ProviderConnection MethodModels
Azure OpenAIAPI endpoint + API keyGPT-4o, GPT-4, GPT-3.5
AWS BedrockIAM role or access keyClaude, Titan, Llama
Google Vertex AIService accountGemini, PaLM
Self-hostedOpenAI-compatible APIAny model exposing /v1/chat/completions
OllamaHTTP endpointLlama, Mistral, CodeLlama, and other open models

Configuration

Azure OpenAI

  1. Navigate to Settings → AI → LLM Provider
  2. Select Azure OpenAI
  3. Enter your configuration:
    • Endpoint: https://<resource-name>.openai.azure.com/
    • API Key: Your Azure OpenAI API key
    • Deployment Name: The name of your model deployment
    • API Version: 2024-02-15-preview or later
  4. Click Test Connection to verify
  5. Click Save

AWS Bedrock

  1. Navigate to Settings → AI → LLM Provider
  2. Select AWS Bedrock
  3. Enter your configuration:
    • Region: Your AWS region (e.g., us-east-1)
    • Authentication: IAM Role ARN or Access Key / Secret Key
    • Model ID: e.g., anthropic.claude-3-sonnet-20240229-v1:0
  4. Click Test Connection to verify
  5. Click Save

Self-Hosted (OpenAI-Compatible)

For models served via vLLM, TGI, Ollama, or any OpenAI-compatible API:

  1. Navigate to Settings → AI → LLM Provider
  2. Select Custom OpenAI-Compatible
  3. Enter your configuration:
    • Base URL: e.g., http://gpu-server.internal:8000/v1
    • API Key: (optional, depends on your server)
    • Model Name: e.g., meta-llama/Llama-3-70b-chat
  4. Click Test Connection to verify
  5. Click Save

Data Flow with BYOC

When BYOC is configured, the data flow changes:

  • Without BYOC: Incident context → Atlas Cloud AI Gateway → Atlas AI Models → Response
  • With BYOC: Incident context → Your LLM endpoint → Response (no data leaves your network if self-hosted)

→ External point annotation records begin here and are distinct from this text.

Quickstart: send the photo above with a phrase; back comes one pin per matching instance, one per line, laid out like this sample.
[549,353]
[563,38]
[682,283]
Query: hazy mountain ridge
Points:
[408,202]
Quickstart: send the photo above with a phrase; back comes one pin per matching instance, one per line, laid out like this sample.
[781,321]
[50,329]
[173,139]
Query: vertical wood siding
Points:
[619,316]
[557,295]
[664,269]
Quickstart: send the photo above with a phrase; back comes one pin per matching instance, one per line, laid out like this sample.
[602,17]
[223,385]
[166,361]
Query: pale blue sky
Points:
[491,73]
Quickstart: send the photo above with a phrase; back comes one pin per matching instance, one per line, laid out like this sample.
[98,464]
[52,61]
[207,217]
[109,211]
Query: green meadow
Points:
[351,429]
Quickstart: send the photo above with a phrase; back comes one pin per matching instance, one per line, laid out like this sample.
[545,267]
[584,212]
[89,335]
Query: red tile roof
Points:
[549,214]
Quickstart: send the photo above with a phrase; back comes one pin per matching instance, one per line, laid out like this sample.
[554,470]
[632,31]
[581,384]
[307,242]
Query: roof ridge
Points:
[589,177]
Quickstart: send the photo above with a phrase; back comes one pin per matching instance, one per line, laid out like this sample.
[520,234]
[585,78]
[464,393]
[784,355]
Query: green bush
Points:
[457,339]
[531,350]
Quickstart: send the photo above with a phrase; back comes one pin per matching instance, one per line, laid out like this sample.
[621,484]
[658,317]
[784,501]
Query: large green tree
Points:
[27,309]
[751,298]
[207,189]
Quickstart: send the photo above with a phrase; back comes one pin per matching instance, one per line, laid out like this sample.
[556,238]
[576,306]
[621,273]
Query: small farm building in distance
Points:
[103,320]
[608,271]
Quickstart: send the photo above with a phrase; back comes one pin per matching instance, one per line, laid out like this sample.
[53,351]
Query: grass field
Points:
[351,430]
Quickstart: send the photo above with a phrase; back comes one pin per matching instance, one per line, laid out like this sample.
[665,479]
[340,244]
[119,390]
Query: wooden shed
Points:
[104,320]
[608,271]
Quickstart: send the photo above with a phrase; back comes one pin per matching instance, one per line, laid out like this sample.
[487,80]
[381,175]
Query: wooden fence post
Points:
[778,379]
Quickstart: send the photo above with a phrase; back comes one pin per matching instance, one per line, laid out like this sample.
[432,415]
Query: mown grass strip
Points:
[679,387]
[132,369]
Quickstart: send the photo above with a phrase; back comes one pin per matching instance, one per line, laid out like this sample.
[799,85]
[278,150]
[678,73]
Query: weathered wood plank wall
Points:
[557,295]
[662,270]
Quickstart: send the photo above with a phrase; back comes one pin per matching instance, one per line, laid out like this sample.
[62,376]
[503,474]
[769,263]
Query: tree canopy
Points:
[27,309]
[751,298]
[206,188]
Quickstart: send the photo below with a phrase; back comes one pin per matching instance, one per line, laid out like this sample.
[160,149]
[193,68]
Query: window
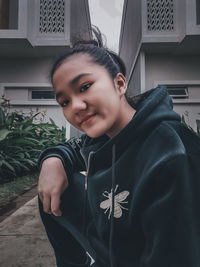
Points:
[39,94]
[198,11]
[178,92]
[9,14]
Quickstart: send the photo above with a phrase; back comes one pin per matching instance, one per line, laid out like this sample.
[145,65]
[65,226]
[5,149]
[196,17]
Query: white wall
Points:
[171,67]
[29,71]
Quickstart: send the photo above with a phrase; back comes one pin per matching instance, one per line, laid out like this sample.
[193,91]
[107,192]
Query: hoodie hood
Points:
[151,107]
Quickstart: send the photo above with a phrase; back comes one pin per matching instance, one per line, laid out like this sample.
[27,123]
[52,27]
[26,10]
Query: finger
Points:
[47,204]
[55,205]
[41,197]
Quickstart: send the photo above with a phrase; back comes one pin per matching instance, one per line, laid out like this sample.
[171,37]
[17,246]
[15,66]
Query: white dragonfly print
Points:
[119,199]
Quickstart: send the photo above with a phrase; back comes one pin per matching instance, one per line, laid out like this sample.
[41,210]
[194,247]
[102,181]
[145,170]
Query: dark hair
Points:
[99,54]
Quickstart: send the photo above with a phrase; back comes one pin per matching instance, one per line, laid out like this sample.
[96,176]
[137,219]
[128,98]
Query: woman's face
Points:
[91,100]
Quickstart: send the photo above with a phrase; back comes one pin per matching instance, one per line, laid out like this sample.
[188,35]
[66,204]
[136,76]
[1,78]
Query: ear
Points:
[120,84]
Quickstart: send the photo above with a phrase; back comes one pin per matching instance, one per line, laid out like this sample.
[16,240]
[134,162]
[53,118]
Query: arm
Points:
[56,165]
[171,221]
[68,153]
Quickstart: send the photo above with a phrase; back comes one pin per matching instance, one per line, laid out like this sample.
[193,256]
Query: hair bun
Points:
[97,39]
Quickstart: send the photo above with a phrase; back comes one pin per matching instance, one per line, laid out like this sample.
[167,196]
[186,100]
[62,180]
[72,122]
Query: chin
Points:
[94,134]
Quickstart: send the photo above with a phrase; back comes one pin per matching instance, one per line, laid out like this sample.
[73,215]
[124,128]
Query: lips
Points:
[87,118]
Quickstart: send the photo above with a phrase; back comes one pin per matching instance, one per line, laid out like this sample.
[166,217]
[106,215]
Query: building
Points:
[32,34]
[160,44]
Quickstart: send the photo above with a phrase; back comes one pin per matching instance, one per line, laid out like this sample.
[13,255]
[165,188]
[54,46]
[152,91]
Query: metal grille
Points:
[160,15]
[52,16]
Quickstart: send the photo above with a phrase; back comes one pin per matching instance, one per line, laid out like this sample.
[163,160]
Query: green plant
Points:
[22,139]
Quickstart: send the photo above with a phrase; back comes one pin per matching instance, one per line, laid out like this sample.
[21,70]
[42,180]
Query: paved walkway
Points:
[23,241]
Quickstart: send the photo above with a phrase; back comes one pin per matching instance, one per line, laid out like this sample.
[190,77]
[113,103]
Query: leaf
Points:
[4,133]
[8,165]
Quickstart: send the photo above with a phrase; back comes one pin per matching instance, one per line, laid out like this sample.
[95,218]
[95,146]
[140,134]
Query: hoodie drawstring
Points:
[112,207]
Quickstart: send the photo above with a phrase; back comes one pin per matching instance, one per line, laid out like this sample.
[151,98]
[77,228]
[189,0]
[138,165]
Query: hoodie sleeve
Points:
[68,153]
[171,222]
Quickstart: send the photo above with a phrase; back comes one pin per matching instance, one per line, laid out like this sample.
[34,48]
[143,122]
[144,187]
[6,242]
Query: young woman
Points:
[138,204]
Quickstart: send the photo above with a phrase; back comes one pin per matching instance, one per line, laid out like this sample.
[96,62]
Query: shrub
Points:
[21,141]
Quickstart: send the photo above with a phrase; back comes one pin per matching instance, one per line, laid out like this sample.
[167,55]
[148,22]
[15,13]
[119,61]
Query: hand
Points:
[51,184]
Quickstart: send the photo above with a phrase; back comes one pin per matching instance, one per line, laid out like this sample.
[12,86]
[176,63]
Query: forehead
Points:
[75,65]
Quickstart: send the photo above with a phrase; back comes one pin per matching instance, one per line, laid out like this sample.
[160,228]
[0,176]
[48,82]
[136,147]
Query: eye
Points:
[64,103]
[85,87]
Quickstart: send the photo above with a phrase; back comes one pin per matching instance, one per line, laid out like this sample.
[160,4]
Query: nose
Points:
[78,104]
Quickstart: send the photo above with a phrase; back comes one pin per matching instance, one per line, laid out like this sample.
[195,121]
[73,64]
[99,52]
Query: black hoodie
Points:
[143,187]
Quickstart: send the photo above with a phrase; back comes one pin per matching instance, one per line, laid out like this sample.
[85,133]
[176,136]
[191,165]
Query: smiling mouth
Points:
[88,119]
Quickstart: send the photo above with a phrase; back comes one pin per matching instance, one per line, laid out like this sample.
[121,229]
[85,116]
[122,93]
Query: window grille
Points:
[52,16]
[160,15]
[178,92]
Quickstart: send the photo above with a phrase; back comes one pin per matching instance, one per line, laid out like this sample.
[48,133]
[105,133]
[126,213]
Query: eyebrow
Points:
[73,82]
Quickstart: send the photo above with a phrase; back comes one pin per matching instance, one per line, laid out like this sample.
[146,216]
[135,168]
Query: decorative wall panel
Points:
[52,16]
[160,15]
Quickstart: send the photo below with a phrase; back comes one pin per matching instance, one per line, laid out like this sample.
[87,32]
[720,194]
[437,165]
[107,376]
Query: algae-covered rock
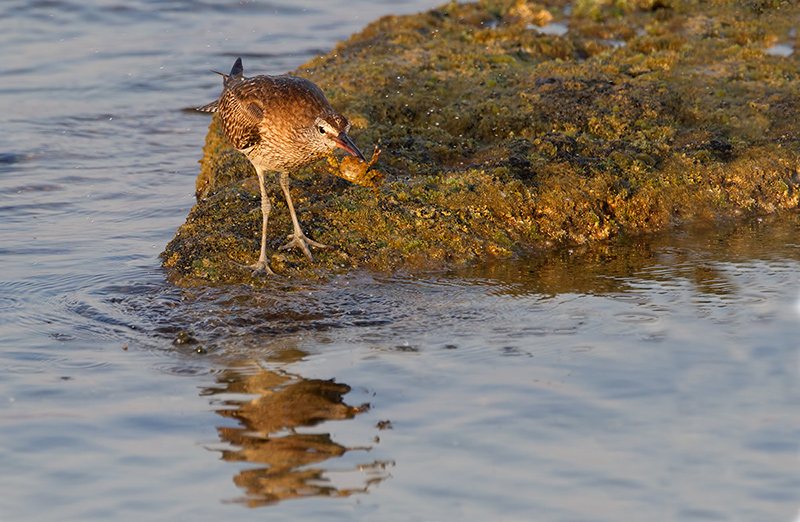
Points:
[508,126]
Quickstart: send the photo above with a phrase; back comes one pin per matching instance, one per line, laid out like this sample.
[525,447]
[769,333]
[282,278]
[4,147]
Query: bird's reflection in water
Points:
[295,465]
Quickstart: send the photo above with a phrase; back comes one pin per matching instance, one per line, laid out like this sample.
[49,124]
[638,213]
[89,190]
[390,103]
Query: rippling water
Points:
[651,379]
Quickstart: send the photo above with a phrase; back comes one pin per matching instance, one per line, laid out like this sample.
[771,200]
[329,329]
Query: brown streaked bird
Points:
[281,123]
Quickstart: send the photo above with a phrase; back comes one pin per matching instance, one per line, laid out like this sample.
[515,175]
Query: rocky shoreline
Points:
[511,126]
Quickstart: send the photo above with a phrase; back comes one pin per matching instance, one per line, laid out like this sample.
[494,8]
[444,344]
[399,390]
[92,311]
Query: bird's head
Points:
[331,131]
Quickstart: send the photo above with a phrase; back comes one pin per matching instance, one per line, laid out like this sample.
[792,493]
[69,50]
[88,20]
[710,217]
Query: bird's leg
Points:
[298,239]
[266,206]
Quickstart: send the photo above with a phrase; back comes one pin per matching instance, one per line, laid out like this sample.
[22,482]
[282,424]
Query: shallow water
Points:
[654,378]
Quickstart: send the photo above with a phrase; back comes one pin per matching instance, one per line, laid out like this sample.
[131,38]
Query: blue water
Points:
[652,379]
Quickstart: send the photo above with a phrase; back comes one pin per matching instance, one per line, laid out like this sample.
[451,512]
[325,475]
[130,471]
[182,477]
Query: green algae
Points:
[498,138]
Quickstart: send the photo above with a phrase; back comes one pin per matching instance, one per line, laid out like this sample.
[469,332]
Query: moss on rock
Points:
[500,136]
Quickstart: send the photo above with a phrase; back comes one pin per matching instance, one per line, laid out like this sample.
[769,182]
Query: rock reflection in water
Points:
[296,464]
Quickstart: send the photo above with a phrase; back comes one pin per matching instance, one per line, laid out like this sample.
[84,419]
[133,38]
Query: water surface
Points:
[653,378]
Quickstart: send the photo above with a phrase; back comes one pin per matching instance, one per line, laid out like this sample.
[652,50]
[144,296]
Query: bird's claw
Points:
[302,242]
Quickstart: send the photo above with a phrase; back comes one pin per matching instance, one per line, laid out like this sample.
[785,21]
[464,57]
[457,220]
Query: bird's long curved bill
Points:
[343,141]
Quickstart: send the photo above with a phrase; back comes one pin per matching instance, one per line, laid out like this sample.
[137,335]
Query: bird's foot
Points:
[260,267]
[302,242]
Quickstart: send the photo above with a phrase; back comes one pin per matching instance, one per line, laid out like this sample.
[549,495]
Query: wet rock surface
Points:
[513,126]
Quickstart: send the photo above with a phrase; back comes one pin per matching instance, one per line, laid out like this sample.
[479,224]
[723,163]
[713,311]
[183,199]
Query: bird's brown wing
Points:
[243,110]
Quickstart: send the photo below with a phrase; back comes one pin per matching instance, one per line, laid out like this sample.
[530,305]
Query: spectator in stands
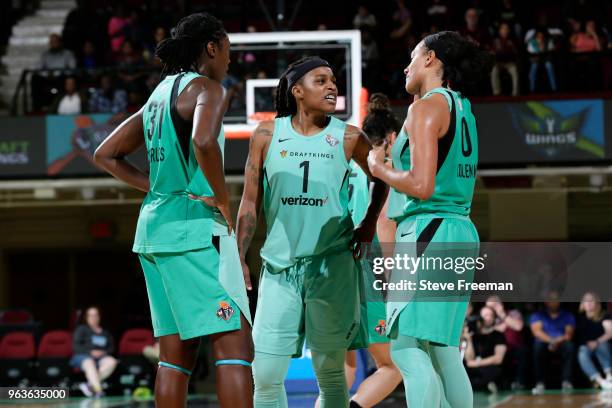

The AI Gateway in the Control Plane routes inference requests to your configured provider instead of the default Atlas models. If your provider is unavailable, the system can optionally fall back to Atlas Cloud models (configurable).

Model Requirements

For best results, the connected model should:

  • Support function calling / tool use (required for runbook generation)
  • Have a context window of at least 32K tokens (128K recommended)
  • Support structured output / JSON mode (recommended for RCA)
  • Have reasonable latency (< 30 seconds for a typical RCA prompt)

Fallback Configuration

Under Settings → AI → LLM Provider → Fallback, you can configure behavior when your BYOC provider is unavailable:

OptionBehavior
Fail closedAI features return “unavailable” — no inference occurs
Queue and retryRequests are queued and retried with exponential backoff
Fall back to Atlas CloudRequests route to Atlas Cloud models (data leaves your network)

Cost Considerations

When using BYOC, you are responsible for the inference costs on your LLM provider. AtlasAI does not charge additional fees for AI features when BYOC is configured — you only pay your standard AtlasAI subscription plus your LLM provider costs.